Releasing on Friday the 19th January, the EP features 7 tracks; 4 originals and 3 covers. “All of the songs that are on there have played an important role in my journey,” she tells me. There’s a song from Canadian musician Anne Murray who has always uplifted Kate. Another cover is from country music legend Slim Dusty, who’s Bush Balladeer style has always inspired Kate’s music. The last cover is Patsy Kline.
Kate co-wrote 3 songs on the EP, and penned the remaining track solo. “The songs just symbolise life to be honest.” There is a track on the EP titled ‘Whiskey Lullaby’ which Kate co-wrote with fellow WA musician Johnny Taylor. “It’s about an alcoholic, which isn’t about me, but I just expanded my songwriting skills for this song and I thought it was very important and kind of about my journey.” Kate also co-wrote a song with Felicity Urquhart in Nundle, New South Wales. The song is titled ‘Loneliness’.

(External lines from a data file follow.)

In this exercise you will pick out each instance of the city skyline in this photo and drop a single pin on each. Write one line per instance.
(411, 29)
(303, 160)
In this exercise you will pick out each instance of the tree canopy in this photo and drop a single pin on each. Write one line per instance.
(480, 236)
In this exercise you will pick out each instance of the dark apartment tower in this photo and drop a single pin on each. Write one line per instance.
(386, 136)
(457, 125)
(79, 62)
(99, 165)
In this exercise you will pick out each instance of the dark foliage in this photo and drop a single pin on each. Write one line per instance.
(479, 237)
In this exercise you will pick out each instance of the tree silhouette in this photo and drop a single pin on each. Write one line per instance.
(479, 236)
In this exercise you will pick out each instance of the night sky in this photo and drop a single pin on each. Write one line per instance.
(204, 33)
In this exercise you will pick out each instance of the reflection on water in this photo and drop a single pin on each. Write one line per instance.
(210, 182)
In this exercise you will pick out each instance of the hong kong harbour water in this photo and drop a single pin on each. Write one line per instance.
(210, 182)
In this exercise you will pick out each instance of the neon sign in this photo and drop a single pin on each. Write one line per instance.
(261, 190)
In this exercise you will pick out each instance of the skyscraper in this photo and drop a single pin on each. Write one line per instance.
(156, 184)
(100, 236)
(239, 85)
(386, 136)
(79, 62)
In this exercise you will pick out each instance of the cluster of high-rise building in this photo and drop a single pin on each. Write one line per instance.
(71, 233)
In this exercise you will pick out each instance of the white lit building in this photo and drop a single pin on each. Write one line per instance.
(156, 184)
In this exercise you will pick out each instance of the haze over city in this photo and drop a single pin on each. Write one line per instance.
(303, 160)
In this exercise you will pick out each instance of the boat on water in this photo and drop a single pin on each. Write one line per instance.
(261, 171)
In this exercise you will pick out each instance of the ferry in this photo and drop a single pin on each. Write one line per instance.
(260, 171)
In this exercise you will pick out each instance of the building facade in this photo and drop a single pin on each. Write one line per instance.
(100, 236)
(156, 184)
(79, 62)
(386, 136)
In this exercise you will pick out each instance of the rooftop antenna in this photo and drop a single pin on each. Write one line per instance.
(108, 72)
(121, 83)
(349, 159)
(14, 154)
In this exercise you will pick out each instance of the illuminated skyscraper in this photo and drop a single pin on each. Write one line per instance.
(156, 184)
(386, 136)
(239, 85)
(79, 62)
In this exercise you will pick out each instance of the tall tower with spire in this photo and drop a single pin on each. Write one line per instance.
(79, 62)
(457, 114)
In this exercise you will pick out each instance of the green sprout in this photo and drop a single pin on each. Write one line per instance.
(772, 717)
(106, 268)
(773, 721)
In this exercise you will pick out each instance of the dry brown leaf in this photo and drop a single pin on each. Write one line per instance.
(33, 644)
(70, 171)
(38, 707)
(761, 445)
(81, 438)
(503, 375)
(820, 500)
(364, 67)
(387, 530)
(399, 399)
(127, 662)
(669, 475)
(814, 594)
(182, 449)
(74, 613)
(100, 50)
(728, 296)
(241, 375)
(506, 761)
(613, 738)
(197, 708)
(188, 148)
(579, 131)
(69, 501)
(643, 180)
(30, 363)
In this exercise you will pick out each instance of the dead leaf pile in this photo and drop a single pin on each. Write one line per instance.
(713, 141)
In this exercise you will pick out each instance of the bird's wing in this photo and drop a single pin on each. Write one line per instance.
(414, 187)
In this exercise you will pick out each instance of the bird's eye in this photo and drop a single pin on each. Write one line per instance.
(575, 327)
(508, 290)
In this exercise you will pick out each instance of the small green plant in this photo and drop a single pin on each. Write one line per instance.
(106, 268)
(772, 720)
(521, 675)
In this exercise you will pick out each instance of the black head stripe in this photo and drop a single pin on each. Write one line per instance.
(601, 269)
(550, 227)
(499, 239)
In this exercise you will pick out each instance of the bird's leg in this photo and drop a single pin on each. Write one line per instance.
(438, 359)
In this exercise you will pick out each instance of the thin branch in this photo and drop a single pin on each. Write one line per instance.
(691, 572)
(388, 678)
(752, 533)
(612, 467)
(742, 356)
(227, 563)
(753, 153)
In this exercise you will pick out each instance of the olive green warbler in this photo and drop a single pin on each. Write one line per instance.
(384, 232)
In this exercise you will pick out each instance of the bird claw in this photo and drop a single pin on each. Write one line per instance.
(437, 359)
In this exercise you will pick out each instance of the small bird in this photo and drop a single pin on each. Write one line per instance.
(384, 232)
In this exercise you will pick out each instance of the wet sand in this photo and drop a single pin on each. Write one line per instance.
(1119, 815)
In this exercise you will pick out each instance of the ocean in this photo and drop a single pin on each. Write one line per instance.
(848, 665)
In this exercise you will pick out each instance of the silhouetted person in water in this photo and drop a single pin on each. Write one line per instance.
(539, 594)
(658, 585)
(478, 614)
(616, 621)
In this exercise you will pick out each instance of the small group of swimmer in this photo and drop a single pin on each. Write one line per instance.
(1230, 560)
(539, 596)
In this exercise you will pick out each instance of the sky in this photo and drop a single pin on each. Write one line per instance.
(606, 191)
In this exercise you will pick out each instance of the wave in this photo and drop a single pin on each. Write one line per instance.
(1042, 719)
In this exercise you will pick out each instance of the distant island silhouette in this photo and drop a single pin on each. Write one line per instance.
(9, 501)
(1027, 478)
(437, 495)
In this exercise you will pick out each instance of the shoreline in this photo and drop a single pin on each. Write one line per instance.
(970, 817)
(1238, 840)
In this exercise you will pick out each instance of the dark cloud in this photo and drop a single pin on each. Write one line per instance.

Once Kate had written several different songs for the EP, she travelled three hours to Perth to meet with Mark Donohoe, the co-producer of the EP. “We started doing demos. We worked out which songs would make the cut and which wouldn’t.” After looking at different options for the feel of the album, the two decided that the album would be positive and one that people could relate to. Mark Haggerty Jr., a drummer, joined Kate in the recording studio, an experience that she describes as “an honour. He put a twist on some things which was awesome,” a twist which Kate feels actually made the songs better. Kate also worked on the guitar lines with Tamworth musician Rusty Crook for two full days. “We worked on the guitar, the mandolin, electric guitar, acoustic guitar, lead guitar. All of it.” Kate tells me that Rusty had a big input into the album, doing an incredible job. The producer Mark then put the bass line down and then spent the next few weeks tweaking the songs. “I then went back to record the, let’s just call them, end vocals. We spent the next few weeks recording harmonies and mixing and checking the balance of everything.” A long process indeed but Kate assures me that it was all worth it.
With the songs recorded and mixed, Kate was nearly ready to produce the album. But before that she had to come up the artwork, something she did herself. “I sent it to one of my friends who is a designer and she fixed it all up for me.” The CD was then ready to be manufactured, ready for release on the 19th January.
As my phone call wraps up with Kate, her gentle voice tells me about her busy year ahead. She’ll be performing 13 gigs over 10 days at the Tamworth Country Music Festival, then touring with her friend Trevor Tolton to Victoria before spending a weekend in South Australia performing. They then head to Western Australia, performing at a country music festival there. She then heads to Bundaberg, Queensland for another festival “I have 4 festivals within the first 5 months of the year”.
As Kate thanks me for the interview and I thank her for the time it’s not hard to see why Kate is so popular. With over 3,500 Facebook fans, Kate’s friendly nature and inspirational talent creates a real country music artist that I think so many people can relate to.
Talented, friendly and inspirational. This is how I describe Kate Hindle.